Weak metal price and rising costs shrink margins: Following the softening of steel prices in the global markets over the last few quarters, Tisco’s margins are under pressure. Moreover raw material costs further eroded margins on account of high input costs like coal. Freight costs also rose, as petroleum product prices during the quarter remained firm. On a consolidated basis, operating margins grew by 4.3% YoY while net profit grew marginally by 2.2% YoY on account of increased interest outgo. Net profits would have declined by 3.6% YoY but sustained as other income grew by 56.3%. Standalone operating profit margins were lower by 180 basis points YoY (1.8%), reflecting pressure of higher input costs and weak metal prices. But the bottomline grew by 5.4% YoY on account of higher other income.

Over the last few quarters: Over the last few quarters, company’s performance was volatile in line with volatile steel prices. It must be noted that steel prices, globally, have been trading lower. The same has been reflected in domestic steel prices. The reason for this sharp correction in steel prices has been the excess supply of the metal in international markets with China increasingly meeting its demand from internal capacities. This resulted in decline in margins on YoY basis, but sequentially the margins have improved marginally with volume growth.

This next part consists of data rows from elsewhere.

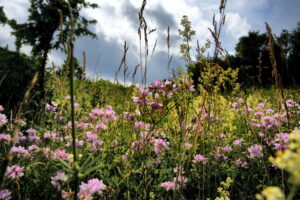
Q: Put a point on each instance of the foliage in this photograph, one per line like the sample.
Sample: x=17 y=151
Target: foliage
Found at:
x=288 y=160
x=16 y=72
x=45 y=19
x=187 y=33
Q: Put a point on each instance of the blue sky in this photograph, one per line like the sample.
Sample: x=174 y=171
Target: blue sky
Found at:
x=117 y=23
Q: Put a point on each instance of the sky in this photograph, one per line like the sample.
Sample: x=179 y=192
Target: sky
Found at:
x=118 y=22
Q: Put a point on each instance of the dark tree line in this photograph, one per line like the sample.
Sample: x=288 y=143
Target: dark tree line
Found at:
x=47 y=28
x=253 y=60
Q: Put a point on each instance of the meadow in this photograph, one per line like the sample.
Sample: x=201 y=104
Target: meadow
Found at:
x=209 y=132
x=165 y=141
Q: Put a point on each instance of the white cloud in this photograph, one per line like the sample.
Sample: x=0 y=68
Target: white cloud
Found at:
x=236 y=25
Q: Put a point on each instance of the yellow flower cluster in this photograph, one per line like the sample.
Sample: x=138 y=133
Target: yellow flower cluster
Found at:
x=288 y=160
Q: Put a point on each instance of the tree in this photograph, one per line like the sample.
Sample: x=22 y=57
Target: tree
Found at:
x=186 y=34
x=290 y=51
x=16 y=72
x=253 y=58
x=46 y=18
x=3 y=18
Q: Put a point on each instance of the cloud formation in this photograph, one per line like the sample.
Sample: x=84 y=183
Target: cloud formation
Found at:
x=118 y=22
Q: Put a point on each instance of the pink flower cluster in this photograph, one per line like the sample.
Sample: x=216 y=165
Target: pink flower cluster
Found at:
x=52 y=106
x=59 y=179
x=5 y=194
x=177 y=183
x=107 y=113
x=160 y=145
x=92 y=187
x=3 y=119
x=14 y=172
x=199 y=159
x=255 y=151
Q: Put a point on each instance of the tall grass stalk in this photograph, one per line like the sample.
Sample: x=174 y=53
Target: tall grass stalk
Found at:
x=72 y=94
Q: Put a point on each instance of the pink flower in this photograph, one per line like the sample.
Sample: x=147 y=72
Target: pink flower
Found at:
x=20 y=151
x=96 y=112
x=51 y=135
x=109 y=115
x=181 y=180
x=14 y=172
x=125 y=157
x=255 y=151
x=169 y=185
x=59 y=179
x=281 y=141
x=3 y=120
x=241 y=163
x=52 y=106
x=94 y=186
x=67 y=195
x=178 y=169
x=138 y=125
x=33 y=147
x=59 y=153
x=234 y=105
x=5 y=194
x=144 y=92
x=199 y=158
x=4 y=137
x=156 y=105
x=139 y=101
x=100 y=126
x=160 y=145
x=238 y=142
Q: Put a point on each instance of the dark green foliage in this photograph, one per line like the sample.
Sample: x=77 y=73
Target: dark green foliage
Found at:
x=45 y=19
x=187 y=33
x=3 y=18
x=16 y=72
x=253 y=60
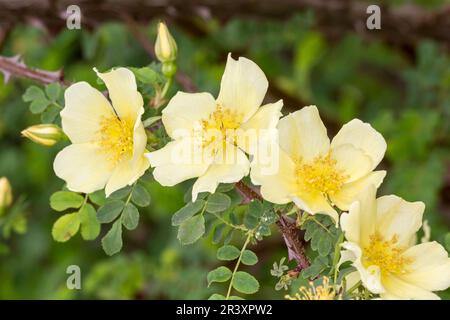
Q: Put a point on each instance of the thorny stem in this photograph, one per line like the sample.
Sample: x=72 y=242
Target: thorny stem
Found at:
x=238 y=227
x=355 y=286
x=236 y=267
x=288 y=229
x=13 y=66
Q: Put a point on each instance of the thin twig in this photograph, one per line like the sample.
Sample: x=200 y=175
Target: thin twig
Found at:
x=286 y=225
x=14 y=66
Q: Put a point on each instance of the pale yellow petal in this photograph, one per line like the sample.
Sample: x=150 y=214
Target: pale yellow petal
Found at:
x=399 y=218
x=126 y=173
x=360 y=221
x=362 y=136
x=230 y=165
x=175 y=162
x=276 y=176
x=83 y=166
x=185 y=111
x=398 y=289
x=139 y=141
x=261 y=126
x=303 y=134
x=353 y=163
x=430 y=266
x=344 y=198
x=371 y=276
x=122 y=90
x=84 y=109
x=243 y=87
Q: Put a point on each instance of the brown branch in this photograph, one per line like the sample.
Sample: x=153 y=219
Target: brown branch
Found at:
x=287 y=227
x=14 y=66
x=401 y=25
x=182 y=78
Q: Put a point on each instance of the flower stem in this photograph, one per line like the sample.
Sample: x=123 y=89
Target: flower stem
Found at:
x=236 y=267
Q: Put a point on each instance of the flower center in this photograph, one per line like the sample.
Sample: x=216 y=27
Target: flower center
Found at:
x=319 y=292
x=386 y=254
x=221 y=125
x=320 y=176
x=116 y=138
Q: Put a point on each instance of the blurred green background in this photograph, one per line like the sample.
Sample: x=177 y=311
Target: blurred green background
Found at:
x=401 y=88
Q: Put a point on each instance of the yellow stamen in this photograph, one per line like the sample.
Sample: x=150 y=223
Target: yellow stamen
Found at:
x=386 y=254
x=221 y=124
x=116 y=138
x=321 y=292
x=320 y=176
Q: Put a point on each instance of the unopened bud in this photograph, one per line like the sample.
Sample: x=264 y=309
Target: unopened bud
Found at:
x=165 y=45
x=5 y=194
x=44 y=134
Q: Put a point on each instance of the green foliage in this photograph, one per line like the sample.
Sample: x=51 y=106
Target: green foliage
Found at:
x=112 y=241
x=66 y=227
x=228 y=253
x=191 y=229
x=187 y=212
x=218 y=202
x=249 y=258
x=404 y=96
x=140 y=196
x=110 y=211
x=46 y=102
x=130 y=217
x=90 y=226
x=220 y=274
x=324 y=238
x=63 y=200
x=245 y=283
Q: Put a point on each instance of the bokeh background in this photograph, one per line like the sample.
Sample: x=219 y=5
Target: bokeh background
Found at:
x=313 y=52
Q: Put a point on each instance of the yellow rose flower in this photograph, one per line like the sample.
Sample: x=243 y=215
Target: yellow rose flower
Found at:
x=380 y=236
x=211 y=135
x=311 y=171
x=108 y=141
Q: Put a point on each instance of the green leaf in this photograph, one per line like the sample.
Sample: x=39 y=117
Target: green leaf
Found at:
x=218 y=233
x=149 y=121
x=140 y=196
x=53 y=90
x=245 y=283
x=33 y=93
x=228 y=253
x=90 y=227
x=447 y=241
x=121 y=193
x=98 y=197
x=249 y=258
x=186 y=212
x=191 y=230
x=255 y=209
x=130 y=217
x=225 y=187
x=62 y=200
x=39 y=105
x=220 y=274
x=112 y=241
x=66 y=227
x=319 y=264
x=218 y=202
x=147 y=75
x=216 y=296
x=50 y=114
x=110 y=211
x=324 y=245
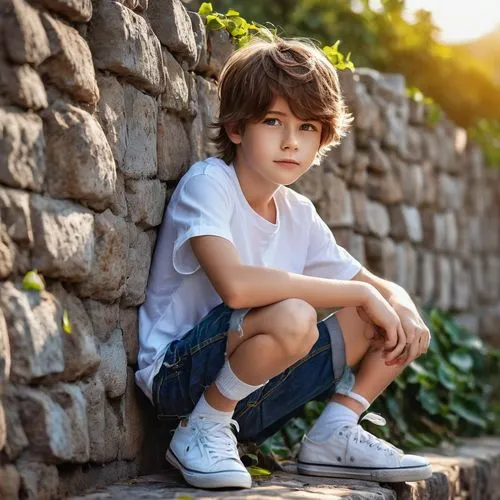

Over the last few quarters 2Q06 3Q06 4Q06 1Q07 2Q07
EBITDA margin 34.7% 30.2% 25.0% 30.2% 30.8%
Net margin 21.8% 16.8% 14.4% 17.6% 18.9%

What to expect?
At Rs 490, the stock is trading at a price to earnings multiple of 7.3 times its trailing twelve month earnings. While the company expects steel demand in India to grow at over 8% in the calendar year 2006, Chinese demand is projected to grow at 13% YoY. Having said that, the company's acquisitions in Singapore and Thailand are likely to help it diversify revenue base and strengthen its global reach in the coming years. Corus acquisition will help company further spread its wings globally. Apart from access to new markets, it will have access to sophisticated technology and expertise in higher end markets. The concerns are with regards to servicing acquisition costs, and how well they will be incorporated in the balance sheet. Also, Corus’s costs of production are higher, so it will impact Tisco‘s operations initially. We expect steel prices to remain under pressure as more capacities come on stream. Though the global sector is going through consolidation phase, it is still highly fragmented. While uncertainties especially relating to the Corus acquisition abound, we believe over the long-term, only those players with access to cheap raw material and labour are likely to survive. Given company’s track record, we are positive on the long-term prospects of the company.